- Coordinates: 26°10′47″N 97°49′31″W﻿ / ﻿26.17972°N 97.82528°W
- Country: United States
- State: Texas
- County: Cameron

Area
- • Total: 1.1 sq mi (2.9 km^{2})
- • Land: 1.1 sq mi (2.8 km^{2})
- • Water: 0.039 sq mi (0.1 km^{2})
- Elevation: 56 ft (17 m)

Population (2020)
- • Total: 225
- • Density: 210/sq mi (80/km^{2})
- Time zone: UTC-6 (Central (CST))
- • Summer (DST): UTC-5 (CDT)
- FIPS code: 48-40210
- GNIS feature ID: 1852717

= La Feria North, Texas =

La Feria North is a census-designated place (CDP) in Cameron County, Texas, United States. The population was 225 at the 2020 census. It is part of the Brownsville-Harlingen Metropolitan Statistical Area.

==Geography==
La Feria North is located in western Cameron County at (26.179752, -97.825158). It is bordered to the south by the city of La Feria. Via Interstate 2/U.S. Route 83, it is 9 mi west of Harlingen and 6 mi east of Mercedes.

According to the United States Census Bureau, La Feria North has a total area of 2.9 km2, of which 2.8 km2 is land and 0.1 km2, or 4.51%, is water.

==Demographics==

La Feria North first appeared as a census designated place in the 2000 U.S. census.

Historical population
| Census | Pop. | Note | %± |
| 2000 | 168 |  | — |
| 2010 | 212 |  | 26.2% |
| 2020 | 225 |  | 6.1% |
U.S. Decennial Census 1850–1900 1910 1920 1930 1940 1950 1960 1970 1980 1990 2000 2010 2020

===2020 census===

La Feria North CDP, Texas – Racial and ethnic composition Note: the US Census treats Hispanic/Latino as an ethnic category. This table excludes Latinos from the racial categories and assigns them to a separate category. Hispanics/Latinos may be of any race.
| Race / Ethnicity (NH = Non-Hispanic) | Pop 2000 | Pop 2010 | Pop 2020 | % 2000 | % 2010 | % 2020 |
|---|---|---|---|---|---|---|
| White alone (NH) | 39 | 62 | 34 | 23.21% | 29.25% | 15.11% |
| Black or African American alone (NH) | 1 | 0 | 1 | 0.60% | 0.00% | 0.44% |
| Native American or Alaska Native alone (NH) | 0 | 0 | 2 | 0.00% | 0.00% | 0.89% |
| Asian alone (NH) | 0 | 0 | 0 | 0.00% | 0.00% | 0.00% |
| Native Hawaiian or Pacific Islander alone (NH) | 0 | 0 | 0 | 0.00% | 0.00% | 0.00% |
| Other race alone (NH) | 0 | 0 | 0 | 0.00% | 0.00% | 0.00% |
| Mixed race or Multiracial (NH) | 0 | 0 | 3 | 0.00% | 0.00% | 1.33% |
| Hispanic or Latino (any race) | 128 | 150 | 185 | 76.19% | 70.75% | 82.22% |
| Total | 168 | 212 | 225 | 100.00% | 100.00% | 100.00% |

As of the census of 2000, there were 168 people, 47 households, and 39 families residing in the CDP. The population density was 144.0 PD/sqmi. There were 50 housing units at an average density of 42.9 /sqmi. The racial makeup of the CDP was 70.83% White, 0.60% African American, 2.98% Asian, 23.81% from other races, and 1.79% from two or more races. Hispanic or Latino of any race were 76.19% of the population.

There were 47 households, out of which 48.9% had children under the age of 18 living with them, 63.8% were married couples living together, 17.0% had a female householder with no husband present, and 14.9% were non-families. 10.6% of all households were made up of individuals, and 4.3% had someone living alone who was 65 years of age or older.

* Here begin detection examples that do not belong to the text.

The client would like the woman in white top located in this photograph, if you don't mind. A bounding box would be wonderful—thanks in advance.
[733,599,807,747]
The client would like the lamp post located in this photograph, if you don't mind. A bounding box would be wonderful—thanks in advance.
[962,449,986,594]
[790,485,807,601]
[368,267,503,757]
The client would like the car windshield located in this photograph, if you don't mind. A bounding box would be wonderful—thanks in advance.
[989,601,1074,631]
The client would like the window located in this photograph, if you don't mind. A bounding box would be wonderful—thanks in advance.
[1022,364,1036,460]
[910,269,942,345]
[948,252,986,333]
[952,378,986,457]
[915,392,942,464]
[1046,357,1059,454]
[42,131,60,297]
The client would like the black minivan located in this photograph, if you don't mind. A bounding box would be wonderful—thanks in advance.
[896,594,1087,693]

The average household size was 3.57 and the average family size was 3.93.

In the CDP, the population was spread out, with 38.1% under the age of 18, 12.5% from 18 to 24, 17.3% from 25 to 44, 22.6% from 45 to 64, and 9.5% who were 65 years of age or older. The median age was 24 years. For every 100 females, there were 88.8 males. For every 100 females age 18 and over, there were 92.6 males.

The median income for a household in the CDP was $61,250, and the median income for a family was $62,604. Males had a median income of $24,250 versus $11,875 for females. The per capita income for the CDP was $12,010. About 37.2% of families and 41.6% of the population were below the poverty line, including 77.3% of those under the age of eighteen and none of those 65 or over.

==Education==
La Feria North is served by the La Feria Independent School District.

In addition, South Texas Independent School District operates magnet schools that serve the community.